Осенним вечером, когда два бандита аустились перед ним из тумана, Квирк сразу узнал обитателей мира, о котором прежде читал лишь в газетах. Они словно источали безжалостность — посмотришь на таких и сразу чувствуешь: эти двое не остановятся ни перед чем. Хроническая злость, обида и дефицит любви развились в равнодушие и своеобразную терпимость — чтобы убивать и калечить, бандитам не требовалось чувство враждебности. Это же работа, которую можно выполнять механически! Бандиты пахли чем-то сладким, тяжелым, несвежим. Квирк хорошо знал этот запах, но не понимал, откуда. На углу Фитцуильям-стрит он остановился буквально на секунду, сигарету закурить, поднял голову, а бандиты, вот они, уже взяли его в тиски. Тощий краснолицый стоял слева, а толстый с большой головой — справа. Ухмыльнувшись, Тощий поднял средний и указательный пальцы ко лбу в издевательском приветствии. Он до жути напоминал Панча[13] и красными щеками, и большим крючковатым носом, острый кончик которого едва не касался нижней губы.
— Добрый вечер, командир!
Квирк обвел их настороженным взглядом и, не говоря ни слова, зашагал через доршу. Бандиты без труда нагнали его, даже толстяк с непропорционально большой головой, глазками-бусинками и копной жестких, как конский хвост, волос. Если тощий — Панч, значит толстяк — Джуди[14]. Квирк велел себе не спешить и идти нормальным шагом, только разве такое возможно?
— Эй, мы тебя знаем! — бесцеремонно начал Панч.
— Ага, знаем, — поддакнул Джуди.
На углу Маунт-стрит Квирк остановился. Мимо, ежась от холода и сырости, шли офисные служащие. «Очевидцы, — думал Квирк, — молчаливые наблюдатели».
— Что вам надо? — спросил он вслух, — Денег у меня с собой нет.
Панча его заявление очень развеселило.
— Он считает нас нищими! — фыркнул он, обращаясь к толстяку Джуди.

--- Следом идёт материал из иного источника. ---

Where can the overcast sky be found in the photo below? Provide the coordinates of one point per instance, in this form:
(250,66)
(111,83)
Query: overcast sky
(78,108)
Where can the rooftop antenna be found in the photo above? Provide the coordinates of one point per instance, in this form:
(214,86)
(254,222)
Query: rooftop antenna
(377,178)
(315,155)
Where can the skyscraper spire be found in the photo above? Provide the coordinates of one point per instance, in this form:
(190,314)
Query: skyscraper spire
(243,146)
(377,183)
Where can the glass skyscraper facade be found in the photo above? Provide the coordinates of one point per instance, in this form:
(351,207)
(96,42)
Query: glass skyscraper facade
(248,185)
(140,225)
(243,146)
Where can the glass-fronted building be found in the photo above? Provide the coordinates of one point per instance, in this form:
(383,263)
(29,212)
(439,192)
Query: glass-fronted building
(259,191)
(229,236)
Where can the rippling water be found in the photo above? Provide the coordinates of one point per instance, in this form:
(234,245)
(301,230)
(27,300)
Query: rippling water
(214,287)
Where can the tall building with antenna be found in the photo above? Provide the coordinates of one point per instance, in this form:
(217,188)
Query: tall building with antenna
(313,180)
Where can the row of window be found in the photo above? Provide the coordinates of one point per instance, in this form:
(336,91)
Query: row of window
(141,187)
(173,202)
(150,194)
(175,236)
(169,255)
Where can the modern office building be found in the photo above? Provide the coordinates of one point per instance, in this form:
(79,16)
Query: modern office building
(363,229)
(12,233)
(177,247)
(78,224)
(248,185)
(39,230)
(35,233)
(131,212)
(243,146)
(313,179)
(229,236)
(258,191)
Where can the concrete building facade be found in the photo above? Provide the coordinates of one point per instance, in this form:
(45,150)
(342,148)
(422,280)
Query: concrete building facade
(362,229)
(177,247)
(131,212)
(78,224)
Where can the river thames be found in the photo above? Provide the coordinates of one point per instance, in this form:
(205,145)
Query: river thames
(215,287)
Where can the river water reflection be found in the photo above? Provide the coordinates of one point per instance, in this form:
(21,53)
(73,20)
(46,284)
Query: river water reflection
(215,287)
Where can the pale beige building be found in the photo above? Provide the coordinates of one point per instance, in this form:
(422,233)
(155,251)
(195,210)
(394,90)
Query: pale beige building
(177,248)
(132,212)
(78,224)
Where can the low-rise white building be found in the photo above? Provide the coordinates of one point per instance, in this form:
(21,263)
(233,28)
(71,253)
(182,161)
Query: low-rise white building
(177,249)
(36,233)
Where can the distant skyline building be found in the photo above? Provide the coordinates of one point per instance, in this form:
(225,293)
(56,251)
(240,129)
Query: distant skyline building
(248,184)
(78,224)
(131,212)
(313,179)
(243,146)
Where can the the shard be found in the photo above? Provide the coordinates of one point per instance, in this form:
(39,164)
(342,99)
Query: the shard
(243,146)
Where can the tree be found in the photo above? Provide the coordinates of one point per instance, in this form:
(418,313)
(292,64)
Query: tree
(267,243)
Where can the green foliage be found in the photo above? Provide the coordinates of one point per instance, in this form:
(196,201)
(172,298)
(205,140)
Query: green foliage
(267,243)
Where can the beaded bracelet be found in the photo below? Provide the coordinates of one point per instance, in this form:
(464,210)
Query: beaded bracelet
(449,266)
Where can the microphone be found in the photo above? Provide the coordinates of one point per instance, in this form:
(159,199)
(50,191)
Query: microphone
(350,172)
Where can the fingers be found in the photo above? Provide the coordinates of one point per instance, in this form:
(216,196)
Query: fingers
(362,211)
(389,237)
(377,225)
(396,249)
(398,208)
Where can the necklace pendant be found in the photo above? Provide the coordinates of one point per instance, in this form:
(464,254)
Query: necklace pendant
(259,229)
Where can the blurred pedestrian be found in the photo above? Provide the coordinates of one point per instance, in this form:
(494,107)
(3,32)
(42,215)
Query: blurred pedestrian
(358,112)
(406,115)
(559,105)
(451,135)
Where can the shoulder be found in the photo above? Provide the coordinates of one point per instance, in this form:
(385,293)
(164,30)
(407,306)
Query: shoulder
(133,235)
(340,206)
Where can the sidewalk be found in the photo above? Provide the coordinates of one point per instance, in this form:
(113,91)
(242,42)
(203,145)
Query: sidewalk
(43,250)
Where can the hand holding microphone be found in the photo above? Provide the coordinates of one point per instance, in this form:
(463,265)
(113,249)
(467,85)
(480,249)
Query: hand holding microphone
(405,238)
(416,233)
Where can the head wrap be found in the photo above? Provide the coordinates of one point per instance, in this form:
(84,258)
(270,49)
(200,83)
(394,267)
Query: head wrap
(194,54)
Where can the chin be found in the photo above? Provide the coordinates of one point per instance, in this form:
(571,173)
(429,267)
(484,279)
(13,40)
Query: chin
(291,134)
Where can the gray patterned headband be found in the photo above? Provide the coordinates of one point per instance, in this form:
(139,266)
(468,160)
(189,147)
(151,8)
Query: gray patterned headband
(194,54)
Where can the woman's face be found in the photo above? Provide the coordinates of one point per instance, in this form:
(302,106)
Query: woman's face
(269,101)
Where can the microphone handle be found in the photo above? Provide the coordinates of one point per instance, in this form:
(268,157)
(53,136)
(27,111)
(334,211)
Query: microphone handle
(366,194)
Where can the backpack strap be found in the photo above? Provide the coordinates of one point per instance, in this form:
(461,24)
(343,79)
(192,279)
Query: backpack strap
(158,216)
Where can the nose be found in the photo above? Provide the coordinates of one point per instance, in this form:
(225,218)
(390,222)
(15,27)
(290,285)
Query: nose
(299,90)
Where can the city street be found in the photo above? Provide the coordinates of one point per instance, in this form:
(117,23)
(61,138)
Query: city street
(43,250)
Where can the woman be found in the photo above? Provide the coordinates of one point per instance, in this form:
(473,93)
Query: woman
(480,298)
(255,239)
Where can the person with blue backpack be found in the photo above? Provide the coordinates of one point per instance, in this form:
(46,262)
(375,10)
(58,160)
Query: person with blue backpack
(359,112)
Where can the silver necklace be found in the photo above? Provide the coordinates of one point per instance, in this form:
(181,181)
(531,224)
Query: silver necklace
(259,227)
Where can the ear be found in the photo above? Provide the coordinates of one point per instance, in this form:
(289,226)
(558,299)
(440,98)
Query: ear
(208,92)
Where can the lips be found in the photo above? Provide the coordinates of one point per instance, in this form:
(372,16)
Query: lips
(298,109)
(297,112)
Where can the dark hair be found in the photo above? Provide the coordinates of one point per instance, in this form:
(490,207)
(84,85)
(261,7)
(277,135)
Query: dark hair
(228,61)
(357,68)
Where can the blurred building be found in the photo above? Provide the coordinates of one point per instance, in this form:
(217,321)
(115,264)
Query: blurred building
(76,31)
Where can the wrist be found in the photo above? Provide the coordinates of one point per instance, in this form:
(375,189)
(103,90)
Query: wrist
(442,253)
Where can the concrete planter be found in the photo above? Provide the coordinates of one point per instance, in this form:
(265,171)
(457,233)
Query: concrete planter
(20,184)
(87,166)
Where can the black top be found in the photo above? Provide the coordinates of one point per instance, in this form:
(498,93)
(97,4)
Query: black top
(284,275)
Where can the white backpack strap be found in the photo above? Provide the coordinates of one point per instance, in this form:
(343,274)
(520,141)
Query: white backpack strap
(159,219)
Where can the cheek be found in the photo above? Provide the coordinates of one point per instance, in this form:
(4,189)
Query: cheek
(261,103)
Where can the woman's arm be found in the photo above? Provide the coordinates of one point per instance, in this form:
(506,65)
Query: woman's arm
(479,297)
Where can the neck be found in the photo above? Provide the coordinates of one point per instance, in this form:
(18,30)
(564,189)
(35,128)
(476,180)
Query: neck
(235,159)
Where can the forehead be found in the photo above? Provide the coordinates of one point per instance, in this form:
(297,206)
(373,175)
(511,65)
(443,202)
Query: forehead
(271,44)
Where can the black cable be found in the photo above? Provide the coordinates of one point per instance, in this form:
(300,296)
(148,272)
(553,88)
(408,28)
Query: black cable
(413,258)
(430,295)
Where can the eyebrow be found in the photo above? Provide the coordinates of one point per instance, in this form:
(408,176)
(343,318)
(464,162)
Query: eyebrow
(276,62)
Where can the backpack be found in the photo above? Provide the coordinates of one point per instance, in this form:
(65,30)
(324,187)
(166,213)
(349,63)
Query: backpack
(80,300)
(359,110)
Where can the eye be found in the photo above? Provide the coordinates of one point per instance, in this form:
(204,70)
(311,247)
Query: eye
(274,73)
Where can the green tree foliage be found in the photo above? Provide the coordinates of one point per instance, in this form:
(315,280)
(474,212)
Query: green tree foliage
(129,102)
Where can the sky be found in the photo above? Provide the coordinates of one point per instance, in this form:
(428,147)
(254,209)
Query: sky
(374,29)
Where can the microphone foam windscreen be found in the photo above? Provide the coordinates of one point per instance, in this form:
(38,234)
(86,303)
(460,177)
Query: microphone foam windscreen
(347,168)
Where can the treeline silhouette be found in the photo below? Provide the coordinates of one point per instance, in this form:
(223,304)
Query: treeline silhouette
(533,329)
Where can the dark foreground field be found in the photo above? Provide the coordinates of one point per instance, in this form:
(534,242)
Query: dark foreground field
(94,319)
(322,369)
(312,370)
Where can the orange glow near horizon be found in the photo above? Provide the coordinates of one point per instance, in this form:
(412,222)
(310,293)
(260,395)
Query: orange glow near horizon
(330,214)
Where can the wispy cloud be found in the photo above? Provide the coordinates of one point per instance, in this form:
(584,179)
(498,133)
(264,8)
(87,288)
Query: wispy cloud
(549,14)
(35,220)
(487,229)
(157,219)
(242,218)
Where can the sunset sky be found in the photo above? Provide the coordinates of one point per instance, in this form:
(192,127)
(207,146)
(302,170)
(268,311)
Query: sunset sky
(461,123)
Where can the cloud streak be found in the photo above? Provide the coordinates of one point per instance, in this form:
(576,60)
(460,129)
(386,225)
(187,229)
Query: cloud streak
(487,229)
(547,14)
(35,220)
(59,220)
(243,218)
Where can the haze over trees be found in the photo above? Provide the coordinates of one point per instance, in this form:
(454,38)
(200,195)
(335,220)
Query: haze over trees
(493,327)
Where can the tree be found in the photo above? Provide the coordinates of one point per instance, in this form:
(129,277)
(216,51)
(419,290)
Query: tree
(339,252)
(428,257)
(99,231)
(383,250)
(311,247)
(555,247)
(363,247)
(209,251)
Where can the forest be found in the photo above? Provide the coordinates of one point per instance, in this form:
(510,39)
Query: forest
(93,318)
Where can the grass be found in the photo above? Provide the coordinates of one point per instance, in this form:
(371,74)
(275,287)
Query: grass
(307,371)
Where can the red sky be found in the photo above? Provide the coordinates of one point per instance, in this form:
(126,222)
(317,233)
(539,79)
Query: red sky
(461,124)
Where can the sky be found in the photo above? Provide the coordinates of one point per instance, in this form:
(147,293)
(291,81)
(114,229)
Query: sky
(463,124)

Тот сокрушенно покачал головой и загоготал.
Квирку казалось, что самое разумное — до конца играть в недоуменное раздражение. Он, добропорядочный гражданин, возвращается домой после работы, а эти нахалы хотят помешать его заслуженному отдыху. Квирк огляделся по сторонам: за минуту вокруг стало темнее, а туман — гуще.
— Кто вы? — спросил Квирк. Очень хотелось изобразить праведный гнев, а получилось сварливо и раздраженно.
— Мы — живое предупреждение, — нахально ответил Панч. — Да, именно так.
Недовольно заворчав, Квирк выкинул сигарету — совершенно забытая, она успела потухнуть — и зашагал к своему дому. Примерно то же самое он ощутил в пабе «Макгонагл», осознав глубинный смысл послания Косгигана. Вокруг люди, до дома рукой подать — бояться нечего. Однако он почувствовал себя щепкой, которая наверняка пострадает, ведь кто-то начал рубить лес. Сбежать не получалось, совсем как в кошмарном сне: как ни прибавляй шагу, Джуди и Панч догоняли.
— Мы тебя видели! — голосом ябеды заявил Панч. — Зря околачиваешься, где не следует, особенно в такую погоду.